I think once the concept of a paid mod is accepted, there will be a precedent for Bethesda to regulate even non-paid mods. To draw from the above scenario, what if the free golden mudcrab skin becomes more popular than it's lower-quality paid counterpart? Bethesda can make the case that this free guy is infringing on their profits.
I'm sure Bethesda's response to that would be "but we'd never".
Why would the existence of paid mods completely change copyright law? Multiple people can make mudcrab skins, they each have copyright on their skin, and they can each charge or not. I mean, "infringing on profits" isn't a thing. You infringe on copyright.
If someone makes a great Bruma mod and charges for it, I'm free to develop my own and release it for free. I just can't copy their assets or code. Technically I can't copy anyone's assets or code, unless they give permission - which a lot of people do, generally under some sort of open source license.
But eh, I've been over this a thousand times in this thread. Just wanted to repeat it one more time and then probably let it be. There *are* significant issues with paid mods, I think Putnam did the best job describing how it would impact development, but people have some wild theories about this.
Sorry, don't mean to be wild.
I'm sure I'm not explaining it right.
I mean, correct me if I'm wrong, but does it not seem like a reasonable argument that since I am actively making money from my mods I would disallow you from using any asset whatsoever from my mod? Including, say, mudcrab-related things? It's their mudcrab asset, isn't it?
I think that once profit is established for the company
in direct relation to mods rather than original content or DLC specific content, it would give them grounds to claim that a modder is trying to get around their copy protection, much like how you are likely to get shut down for say, modding DLC content straight into a vanilla game.
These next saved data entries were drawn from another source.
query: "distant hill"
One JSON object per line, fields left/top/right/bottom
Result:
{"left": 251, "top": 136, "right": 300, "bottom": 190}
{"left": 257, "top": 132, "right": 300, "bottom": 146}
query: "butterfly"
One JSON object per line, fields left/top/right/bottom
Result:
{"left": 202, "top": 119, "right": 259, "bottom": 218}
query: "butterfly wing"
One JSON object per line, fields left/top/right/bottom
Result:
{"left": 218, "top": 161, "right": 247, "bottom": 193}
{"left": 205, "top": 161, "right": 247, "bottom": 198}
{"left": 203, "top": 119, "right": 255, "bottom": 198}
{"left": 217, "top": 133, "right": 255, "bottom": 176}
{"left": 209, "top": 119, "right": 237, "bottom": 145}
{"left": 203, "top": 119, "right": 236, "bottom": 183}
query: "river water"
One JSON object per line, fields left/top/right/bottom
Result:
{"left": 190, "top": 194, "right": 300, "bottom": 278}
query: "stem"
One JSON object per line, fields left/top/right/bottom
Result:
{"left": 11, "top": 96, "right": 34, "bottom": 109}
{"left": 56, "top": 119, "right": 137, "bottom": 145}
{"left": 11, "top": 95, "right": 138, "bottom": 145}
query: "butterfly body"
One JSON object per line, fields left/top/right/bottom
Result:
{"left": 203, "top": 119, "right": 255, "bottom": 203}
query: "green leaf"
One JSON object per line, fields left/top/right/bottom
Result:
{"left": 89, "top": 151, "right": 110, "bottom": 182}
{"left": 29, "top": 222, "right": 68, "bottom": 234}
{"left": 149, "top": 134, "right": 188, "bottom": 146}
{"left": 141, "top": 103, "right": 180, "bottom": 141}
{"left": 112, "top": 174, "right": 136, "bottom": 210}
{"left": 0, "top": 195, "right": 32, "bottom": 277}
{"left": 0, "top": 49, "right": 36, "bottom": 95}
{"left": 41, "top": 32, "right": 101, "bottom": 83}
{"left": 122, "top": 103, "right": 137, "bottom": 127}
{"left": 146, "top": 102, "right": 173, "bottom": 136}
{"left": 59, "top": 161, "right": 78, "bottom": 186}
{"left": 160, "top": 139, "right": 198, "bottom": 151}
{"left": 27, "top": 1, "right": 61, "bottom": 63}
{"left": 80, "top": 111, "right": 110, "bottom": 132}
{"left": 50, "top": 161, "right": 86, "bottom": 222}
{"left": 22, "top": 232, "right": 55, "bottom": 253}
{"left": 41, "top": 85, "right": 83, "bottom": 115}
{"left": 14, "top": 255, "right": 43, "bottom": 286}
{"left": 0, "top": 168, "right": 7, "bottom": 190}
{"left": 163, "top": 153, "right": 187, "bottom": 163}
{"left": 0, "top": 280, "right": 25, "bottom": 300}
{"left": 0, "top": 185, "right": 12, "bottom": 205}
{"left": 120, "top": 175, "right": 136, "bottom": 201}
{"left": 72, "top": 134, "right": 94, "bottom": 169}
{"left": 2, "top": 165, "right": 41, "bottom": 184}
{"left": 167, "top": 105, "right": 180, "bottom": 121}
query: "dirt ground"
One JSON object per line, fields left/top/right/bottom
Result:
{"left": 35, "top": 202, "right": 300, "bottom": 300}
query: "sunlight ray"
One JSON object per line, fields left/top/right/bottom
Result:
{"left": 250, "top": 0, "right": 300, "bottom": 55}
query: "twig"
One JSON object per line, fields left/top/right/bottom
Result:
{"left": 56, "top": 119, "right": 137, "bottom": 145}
The difference is that you are cutting into their potential profit from their paid content.
I would love for you to explain to me why this is impossible. For reals no sarcasm, please do tell.
::EDIT::
For me the core issue remains that modding "freedoms" exist exclusively at the pleasure or inability to police of the owner, and many owners make sweeping legal claims of total ownership of every work even tangentially related to their product.
Essentially this. Once the concept of modding is publicly tied to corporate profit, could they not conceivably shut down any mod that they feel is hurting their sales, and claim damages if they do not? Even if they sell every mod for 2$, hundreds of thousands of mods are downloaded each month. They could absolutely afford to police that.